What has been spent so far — and what hasn’t?
District estimates in June put Boston schools behind schedule for 2021-2022, with about $64 million spent so far out of $107 million in planned district and school-level spending. That number will rise to over a quarter of the district’s funds by the end of the summer — which is also the end of the federal fiscal year — and it means the district will have to accelerate spending to use it all in time.
District officials are not worried. David Bloom, deputy chief financial officer, said there is no risk of running out of time.
“Come this fall, we’re going to see probably the highest spending rates in this upcoming year as schools are fully re-engaging post-pandemic,” Bloom said. “The money will get spent.”
Officials attributed the slow start to supply chain issues, labor shortages, and required community engagement, which takes time.
For example, air conditioning purchases have lagged the planned $10 million in spending this year. Labor shortages, particularly by the time schools had their plans in place, made it difficult to hire staff, leading some schools to postpone recruitment altogether.
District leaders expect spending to go more smoothly this year.
What happens when the money runs out?
The expiration date on the federal funds looms large: While some of the money is going to one-time purchases like air conditioners, the district planned to hire hundreds of people using ESSER funds.
To avoid that financial dropoff, Boston leaders prioritized temporary academic programs with a long-term impact and making investments that could fit in the annual operational budget once recovery funds run out.
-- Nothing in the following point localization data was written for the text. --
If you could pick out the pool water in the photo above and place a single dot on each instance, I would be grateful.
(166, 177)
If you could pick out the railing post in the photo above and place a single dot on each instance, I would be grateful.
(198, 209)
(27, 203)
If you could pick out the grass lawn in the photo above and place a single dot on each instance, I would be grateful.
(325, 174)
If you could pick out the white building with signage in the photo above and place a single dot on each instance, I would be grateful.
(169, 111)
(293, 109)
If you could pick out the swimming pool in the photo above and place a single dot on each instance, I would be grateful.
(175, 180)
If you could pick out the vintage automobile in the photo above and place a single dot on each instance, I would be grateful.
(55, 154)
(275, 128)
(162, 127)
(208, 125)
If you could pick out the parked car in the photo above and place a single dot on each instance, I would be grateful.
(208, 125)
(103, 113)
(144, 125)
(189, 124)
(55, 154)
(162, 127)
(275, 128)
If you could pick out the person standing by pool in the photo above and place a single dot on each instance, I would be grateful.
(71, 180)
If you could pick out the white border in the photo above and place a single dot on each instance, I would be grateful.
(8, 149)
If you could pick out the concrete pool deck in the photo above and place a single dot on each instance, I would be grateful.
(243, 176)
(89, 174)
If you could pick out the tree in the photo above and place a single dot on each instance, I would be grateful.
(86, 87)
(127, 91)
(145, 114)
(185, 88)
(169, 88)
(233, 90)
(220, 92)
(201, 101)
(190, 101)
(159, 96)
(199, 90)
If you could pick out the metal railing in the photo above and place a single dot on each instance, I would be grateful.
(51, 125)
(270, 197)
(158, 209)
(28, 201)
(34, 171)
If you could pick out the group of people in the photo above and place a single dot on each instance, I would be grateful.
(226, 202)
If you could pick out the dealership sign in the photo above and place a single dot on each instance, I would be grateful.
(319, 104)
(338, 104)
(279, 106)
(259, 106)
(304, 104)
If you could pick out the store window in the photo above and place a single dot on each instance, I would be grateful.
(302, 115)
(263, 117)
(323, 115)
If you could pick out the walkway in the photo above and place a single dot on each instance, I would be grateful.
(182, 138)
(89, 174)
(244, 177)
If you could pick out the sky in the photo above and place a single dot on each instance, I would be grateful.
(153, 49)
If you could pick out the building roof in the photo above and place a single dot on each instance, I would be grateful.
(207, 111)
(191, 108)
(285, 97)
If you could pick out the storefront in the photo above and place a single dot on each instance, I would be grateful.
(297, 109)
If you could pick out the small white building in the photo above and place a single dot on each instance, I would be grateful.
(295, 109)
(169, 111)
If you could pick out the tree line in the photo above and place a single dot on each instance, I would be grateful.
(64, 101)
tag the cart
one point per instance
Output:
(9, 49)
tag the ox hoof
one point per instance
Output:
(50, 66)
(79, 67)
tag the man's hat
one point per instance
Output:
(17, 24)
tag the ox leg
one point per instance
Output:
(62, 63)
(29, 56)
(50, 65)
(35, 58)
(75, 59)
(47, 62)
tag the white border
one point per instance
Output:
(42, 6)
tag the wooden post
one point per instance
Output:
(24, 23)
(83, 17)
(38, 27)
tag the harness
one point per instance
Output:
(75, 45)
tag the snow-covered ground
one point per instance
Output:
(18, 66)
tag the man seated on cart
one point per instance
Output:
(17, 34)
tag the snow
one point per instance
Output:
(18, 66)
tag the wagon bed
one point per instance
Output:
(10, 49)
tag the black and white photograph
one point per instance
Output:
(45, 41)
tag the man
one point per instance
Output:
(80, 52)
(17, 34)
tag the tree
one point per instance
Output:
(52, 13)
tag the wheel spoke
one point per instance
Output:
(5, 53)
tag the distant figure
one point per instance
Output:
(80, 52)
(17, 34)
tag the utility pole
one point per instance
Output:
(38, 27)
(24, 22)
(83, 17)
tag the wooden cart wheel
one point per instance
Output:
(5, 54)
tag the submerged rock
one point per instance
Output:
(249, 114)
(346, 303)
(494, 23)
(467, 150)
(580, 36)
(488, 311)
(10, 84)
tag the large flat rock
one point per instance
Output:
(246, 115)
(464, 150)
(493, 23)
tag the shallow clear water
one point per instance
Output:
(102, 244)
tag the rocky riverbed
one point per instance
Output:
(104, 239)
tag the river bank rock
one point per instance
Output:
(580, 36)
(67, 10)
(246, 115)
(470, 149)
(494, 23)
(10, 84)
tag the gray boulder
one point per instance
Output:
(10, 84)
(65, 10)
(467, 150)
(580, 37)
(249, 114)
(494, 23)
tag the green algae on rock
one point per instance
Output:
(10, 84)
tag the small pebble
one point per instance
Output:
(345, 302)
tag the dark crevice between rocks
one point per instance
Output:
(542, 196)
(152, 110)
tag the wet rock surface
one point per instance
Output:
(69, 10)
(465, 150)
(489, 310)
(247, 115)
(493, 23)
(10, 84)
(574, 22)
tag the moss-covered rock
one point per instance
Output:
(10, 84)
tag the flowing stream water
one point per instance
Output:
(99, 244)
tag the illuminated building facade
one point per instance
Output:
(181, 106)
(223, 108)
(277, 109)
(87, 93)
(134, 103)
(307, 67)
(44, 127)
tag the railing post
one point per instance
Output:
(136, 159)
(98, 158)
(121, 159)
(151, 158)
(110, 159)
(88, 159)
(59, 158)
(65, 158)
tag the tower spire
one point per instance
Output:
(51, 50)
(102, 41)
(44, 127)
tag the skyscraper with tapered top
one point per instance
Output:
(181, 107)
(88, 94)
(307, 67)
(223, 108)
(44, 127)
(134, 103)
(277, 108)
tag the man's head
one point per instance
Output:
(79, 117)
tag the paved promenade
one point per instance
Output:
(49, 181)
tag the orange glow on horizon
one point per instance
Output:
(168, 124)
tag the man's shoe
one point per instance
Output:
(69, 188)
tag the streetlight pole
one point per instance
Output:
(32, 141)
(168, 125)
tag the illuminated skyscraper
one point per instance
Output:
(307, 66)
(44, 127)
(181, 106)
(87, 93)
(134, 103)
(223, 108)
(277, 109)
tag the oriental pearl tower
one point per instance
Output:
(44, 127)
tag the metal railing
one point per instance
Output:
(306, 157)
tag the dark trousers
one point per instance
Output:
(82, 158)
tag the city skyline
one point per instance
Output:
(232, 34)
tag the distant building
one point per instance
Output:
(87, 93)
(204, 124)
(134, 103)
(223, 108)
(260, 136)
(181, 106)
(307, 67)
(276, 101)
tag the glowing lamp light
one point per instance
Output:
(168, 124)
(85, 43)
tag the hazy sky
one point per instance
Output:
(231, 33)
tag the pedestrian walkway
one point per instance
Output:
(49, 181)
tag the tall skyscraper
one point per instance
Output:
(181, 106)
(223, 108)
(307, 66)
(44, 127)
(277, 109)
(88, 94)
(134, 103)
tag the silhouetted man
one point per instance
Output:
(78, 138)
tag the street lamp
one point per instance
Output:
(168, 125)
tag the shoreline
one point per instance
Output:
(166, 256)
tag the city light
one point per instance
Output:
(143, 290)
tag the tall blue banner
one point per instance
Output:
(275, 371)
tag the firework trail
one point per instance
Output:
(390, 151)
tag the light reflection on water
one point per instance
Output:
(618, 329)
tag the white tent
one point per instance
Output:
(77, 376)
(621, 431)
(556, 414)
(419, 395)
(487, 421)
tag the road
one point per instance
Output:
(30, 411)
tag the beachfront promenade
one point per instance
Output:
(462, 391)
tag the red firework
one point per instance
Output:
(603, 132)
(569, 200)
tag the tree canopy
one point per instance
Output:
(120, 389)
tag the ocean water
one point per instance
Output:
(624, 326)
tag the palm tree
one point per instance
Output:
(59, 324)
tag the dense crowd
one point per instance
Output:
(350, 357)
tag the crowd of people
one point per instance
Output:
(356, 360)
Already, 11 staff positions have been shifted to the operational budget, a district official said. School plans had to include plans for either sustaining or phasing out any ongoing initiatives in fall 2024.
Temporary investments include staff hired for recovery initiatives which will be phased out at the end of the grant. Over the next two years, the district will monitor investments to identify which are working particularly well — and then find funding to continue those.